Dia tak ingin ada perkelahian. Apalagi dengan saudaranya.

"Slow down, dude." mada mengusap bahu adiknya itu.

"Dimana dia sekarang?!" mikha kembali membentak dan cengkramannya makin kuat.

"Sebaiknya kau tunggu saja dia disini. Tak perlu menyusulnya." jawab mada singkat.

"Tahan emosimu. Aku tau kau cemburu tapi kau juga yang membuat semua seperti ini." Tukas mada tenang.
Mikha melonggarkan cengkraman tangannya di kerah mada kemudian memberi tatap seolah bertanya.

"Maksudmu?"

"Dia tau kalau kau hanya menipunya malam itu." Ucap mada tenang penuh kewibawaan.
Mirip dadnya.

Mikha menghela nafas berat.
Dia tau ini akan terjadi.
Angelo itu mengusap lagi rambut hitamnya, kemudian berjalan masuk ke kamarnya.

Berani-beraninya.
Siapa nick itu? Dia pikir dia bisa mengalahkanku? Uh?

Mikha mengumpat keras-keras dalam hatinya. Dia tau ini salahnya. Tapi tidak dengan ini juga balasannya.

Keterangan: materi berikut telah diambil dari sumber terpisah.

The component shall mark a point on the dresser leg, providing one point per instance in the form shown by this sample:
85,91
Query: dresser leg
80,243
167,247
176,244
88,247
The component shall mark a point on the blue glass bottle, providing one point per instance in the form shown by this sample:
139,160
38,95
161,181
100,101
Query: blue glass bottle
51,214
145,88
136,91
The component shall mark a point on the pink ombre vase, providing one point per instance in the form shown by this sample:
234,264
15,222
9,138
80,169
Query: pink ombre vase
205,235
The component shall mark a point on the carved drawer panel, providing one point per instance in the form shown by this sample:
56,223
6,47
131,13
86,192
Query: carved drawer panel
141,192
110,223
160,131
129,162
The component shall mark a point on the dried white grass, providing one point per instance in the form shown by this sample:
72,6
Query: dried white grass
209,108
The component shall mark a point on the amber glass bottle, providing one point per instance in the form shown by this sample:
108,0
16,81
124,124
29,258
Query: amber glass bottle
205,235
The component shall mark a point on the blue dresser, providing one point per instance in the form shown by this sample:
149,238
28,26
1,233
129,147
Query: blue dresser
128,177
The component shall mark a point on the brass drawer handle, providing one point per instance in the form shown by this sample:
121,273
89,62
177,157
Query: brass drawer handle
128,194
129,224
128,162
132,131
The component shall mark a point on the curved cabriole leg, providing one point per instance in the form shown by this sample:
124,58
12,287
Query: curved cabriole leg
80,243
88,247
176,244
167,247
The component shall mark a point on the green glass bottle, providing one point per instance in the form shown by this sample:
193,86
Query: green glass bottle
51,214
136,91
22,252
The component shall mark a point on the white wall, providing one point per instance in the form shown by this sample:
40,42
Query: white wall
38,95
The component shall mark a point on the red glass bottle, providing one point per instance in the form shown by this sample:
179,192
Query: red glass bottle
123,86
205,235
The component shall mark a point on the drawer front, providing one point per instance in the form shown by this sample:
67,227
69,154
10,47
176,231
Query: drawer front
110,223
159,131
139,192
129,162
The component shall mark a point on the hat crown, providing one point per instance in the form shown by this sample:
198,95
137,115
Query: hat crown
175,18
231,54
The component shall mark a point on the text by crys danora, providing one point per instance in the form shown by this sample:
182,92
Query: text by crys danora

Mikha berhenti sejenak dari erangan-erangannya. Ia menyahut ponsel yang tadi di bantingnya ke atas ranjang.
Dengan lihai ia mendial nomor di ponselnya. Seolah sudah hafal di luar kepala nomor itu.

Bukankah mikha memang pintar? uh.

Dia putuskan untuk menghubungi istrinya itu sekarang. Bibirnya sudah gatal untuk memarahi cait. Bisa-bisanya pergi dengan laki-laki lain.

"Halo." Ucap mikha saat seseorang menyahutnya di seberang sana.

"Ada apa?" Cait menjawab dengan nda jengah.

"KAU DIMANA, BODOH?!"

"Di dekatmu."

Mikha mengerutkan alisnya.
"AKU TIDAK SEDANG MAIN-MAIN! KAU DIMANA?!"

"Sudah ku bilang di dekatmu, angelo!"

tiba-tiba sambungan telfon terputus.
Mikha sudah dalam posisi ancang-ancang untuk mengutuk cait lewat ponselnya, namun tiba-tiba pintu kamar terbuka dan munculah sosok yang membuatnya naik darah sejak beberapa menit lalu.

"KAU!!"

"Apa?!" cait menyahut tak kalah keras dari suara mikha.

"Sekarang ku tanya. Dari mana saja kau? Dan bersama siapa?"